The many different arts courses offered to the classes at BCD include both visual and performing arts, ceramics, painting & drawing, mixed media, sculpture, jewelry design, woodcraft, vocal ensemble, digital music composition, and guitar ensemble. Students from preschool through Grade 8 participate in art, music, and chorus classes throughout the year. Students also partake in shop class, and have the option of participating in band or chorus.

==Division structure==
The school is sectioned into four divisions:
- Early Childhood
Early Childhood includes Beginner 2 year olds and up to Pre-Kindergarten. The school embraces the Reggio Emilio format of inviting and sustaining ongoing learning. Early Literacy skills are developed through imaginative play and daily exposure to books. Math concepts are investigated through hands on use of materials such as manipulatives, puzzles and blocks. Students begin to learn about the science process by engaging in their physical world and in focused activities such as caring for animals and following the weather.
- Lower School
The Lower School includes Kindergarten and grades 1, 2, and 3 and is carefully structured to support every child's individual journey, stimulating their minds and supporting their natural strengths. The focus of the Lower School is supporting and promoting each student's academic development as well as their social and emotional growth. Hands-on science labs provide opportunities to learn by doing.
- Middle School
Middle School, consisting of Grades 4,5, and 6, is where students study the academic classes as well as arts, foreign language, and technology.
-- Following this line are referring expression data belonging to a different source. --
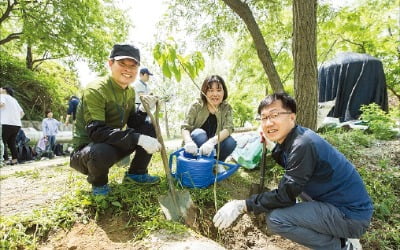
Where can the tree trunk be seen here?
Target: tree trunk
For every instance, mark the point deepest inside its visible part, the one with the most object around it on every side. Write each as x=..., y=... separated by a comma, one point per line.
x=244, y=12
x=305, y=61
x=166, y=120
x=29, y=59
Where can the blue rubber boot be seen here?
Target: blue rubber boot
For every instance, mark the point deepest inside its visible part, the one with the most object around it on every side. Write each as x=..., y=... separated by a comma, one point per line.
x=102, y=190
x=142, y=178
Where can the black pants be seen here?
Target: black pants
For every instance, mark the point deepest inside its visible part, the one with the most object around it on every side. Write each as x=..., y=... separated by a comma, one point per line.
x=95, y=159
x=9, y=134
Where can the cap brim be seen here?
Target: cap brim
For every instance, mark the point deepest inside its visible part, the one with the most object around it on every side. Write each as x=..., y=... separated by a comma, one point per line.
x=117, y=58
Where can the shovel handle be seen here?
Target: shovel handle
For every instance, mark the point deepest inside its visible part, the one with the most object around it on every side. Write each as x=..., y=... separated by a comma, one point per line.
x=161, y=141
x=262, y=167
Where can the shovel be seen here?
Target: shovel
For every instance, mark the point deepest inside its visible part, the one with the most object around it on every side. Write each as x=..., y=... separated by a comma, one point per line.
x=176, y=205
x=257, y=188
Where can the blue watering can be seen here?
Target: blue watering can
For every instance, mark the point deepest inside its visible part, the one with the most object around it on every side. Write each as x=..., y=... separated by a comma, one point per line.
x=197, y=170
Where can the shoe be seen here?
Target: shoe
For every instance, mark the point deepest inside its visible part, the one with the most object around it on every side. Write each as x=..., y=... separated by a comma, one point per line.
x=352, y=244
x=142, y=178
x=220, y=168
x=102, y=190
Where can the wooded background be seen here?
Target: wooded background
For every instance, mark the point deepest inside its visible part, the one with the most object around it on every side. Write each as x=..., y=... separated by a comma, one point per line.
x=258, y=47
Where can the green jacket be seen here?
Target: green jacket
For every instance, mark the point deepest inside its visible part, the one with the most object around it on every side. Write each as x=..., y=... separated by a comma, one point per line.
x=198, y=114
x=104, y=104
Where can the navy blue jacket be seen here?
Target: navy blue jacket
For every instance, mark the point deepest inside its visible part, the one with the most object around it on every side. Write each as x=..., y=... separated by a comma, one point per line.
x=315, y=167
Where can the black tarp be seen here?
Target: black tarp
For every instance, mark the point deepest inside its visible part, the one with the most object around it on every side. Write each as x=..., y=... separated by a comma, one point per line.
x=353, y=79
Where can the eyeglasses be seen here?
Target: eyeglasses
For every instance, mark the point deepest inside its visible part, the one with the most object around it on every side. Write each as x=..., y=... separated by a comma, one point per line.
x=273, y=116
x=125, y=66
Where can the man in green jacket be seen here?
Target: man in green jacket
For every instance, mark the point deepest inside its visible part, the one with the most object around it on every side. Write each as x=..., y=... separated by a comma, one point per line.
x=108, y=126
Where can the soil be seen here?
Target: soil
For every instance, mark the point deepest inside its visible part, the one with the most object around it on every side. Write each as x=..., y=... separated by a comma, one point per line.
x=48, y=181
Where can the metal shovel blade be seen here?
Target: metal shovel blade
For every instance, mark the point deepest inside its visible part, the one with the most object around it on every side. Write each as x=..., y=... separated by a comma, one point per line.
x=179, y=210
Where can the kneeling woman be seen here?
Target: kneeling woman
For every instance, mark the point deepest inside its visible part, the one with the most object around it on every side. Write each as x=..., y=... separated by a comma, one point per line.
x=209, y=123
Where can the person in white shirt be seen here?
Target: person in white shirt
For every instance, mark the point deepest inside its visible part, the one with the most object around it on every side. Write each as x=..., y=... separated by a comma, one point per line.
x=50, y=129
x=141, y=86
x=10, y=120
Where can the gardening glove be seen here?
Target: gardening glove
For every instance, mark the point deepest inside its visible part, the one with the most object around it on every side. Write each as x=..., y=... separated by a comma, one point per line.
x=227, y=214
x=208, y=147
x=151, y=100
x=268, y=143
x=150, y=144
x=191, y=148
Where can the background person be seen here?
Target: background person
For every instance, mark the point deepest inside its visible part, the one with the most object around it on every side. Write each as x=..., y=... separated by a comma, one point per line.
x=100, y=138
x=207, y=115
x=141, y=86
x=50, y=130
x=71, y=111
x=339, y=206
x=10, y=119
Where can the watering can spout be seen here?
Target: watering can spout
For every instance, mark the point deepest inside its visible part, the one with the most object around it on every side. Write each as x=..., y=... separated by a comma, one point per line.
x=198, y=171
x=225, y=174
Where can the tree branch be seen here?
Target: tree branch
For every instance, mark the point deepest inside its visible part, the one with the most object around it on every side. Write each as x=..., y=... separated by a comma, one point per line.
x=11, y=37
x=8, y=10
x=243, y=10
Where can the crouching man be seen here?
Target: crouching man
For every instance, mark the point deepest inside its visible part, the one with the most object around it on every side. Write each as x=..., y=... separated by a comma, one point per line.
x=338, y=207
x=100, y=138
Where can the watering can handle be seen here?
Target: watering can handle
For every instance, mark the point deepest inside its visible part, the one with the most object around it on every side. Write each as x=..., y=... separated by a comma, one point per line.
x=171, y=156
x=231, y=169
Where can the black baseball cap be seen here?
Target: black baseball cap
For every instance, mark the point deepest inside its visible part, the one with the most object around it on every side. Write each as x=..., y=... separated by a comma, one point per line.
x=145, y=71
x=122, y=51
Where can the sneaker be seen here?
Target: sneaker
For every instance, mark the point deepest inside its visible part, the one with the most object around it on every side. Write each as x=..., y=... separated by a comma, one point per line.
x=102, y=190
x=142, y=178
x=353, y=244
x=220, y=168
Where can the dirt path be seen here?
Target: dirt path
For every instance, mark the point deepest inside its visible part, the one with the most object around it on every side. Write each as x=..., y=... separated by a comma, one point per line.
x=25, y=187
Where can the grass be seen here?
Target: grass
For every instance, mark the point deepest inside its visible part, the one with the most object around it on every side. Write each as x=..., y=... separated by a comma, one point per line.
x=139, y=208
In these years the students adeptly move from the concrete to the abstract. They become independent learners, and motivated individuals and community members.
- Upper School
Upper School consists of 7th and 8th graders who demonstrate increasing levels of achievement in academics, the arts and athletics. Students are stewarded by a team of two teachers who serve as advisors and homeroom teachers guiding the social-emotional curriculum during these crucial adolescent years.

==Extracurriculars Activities==
Berkshire Country Day School offers varied and excellent extra-curricular opportunities - Band, Ceramics, Chorus, Creative Writing, Drama, Newspaper, Photography, Yearbook, Competitive Sports including Soccer, Lacrosse, Gymnastics & more.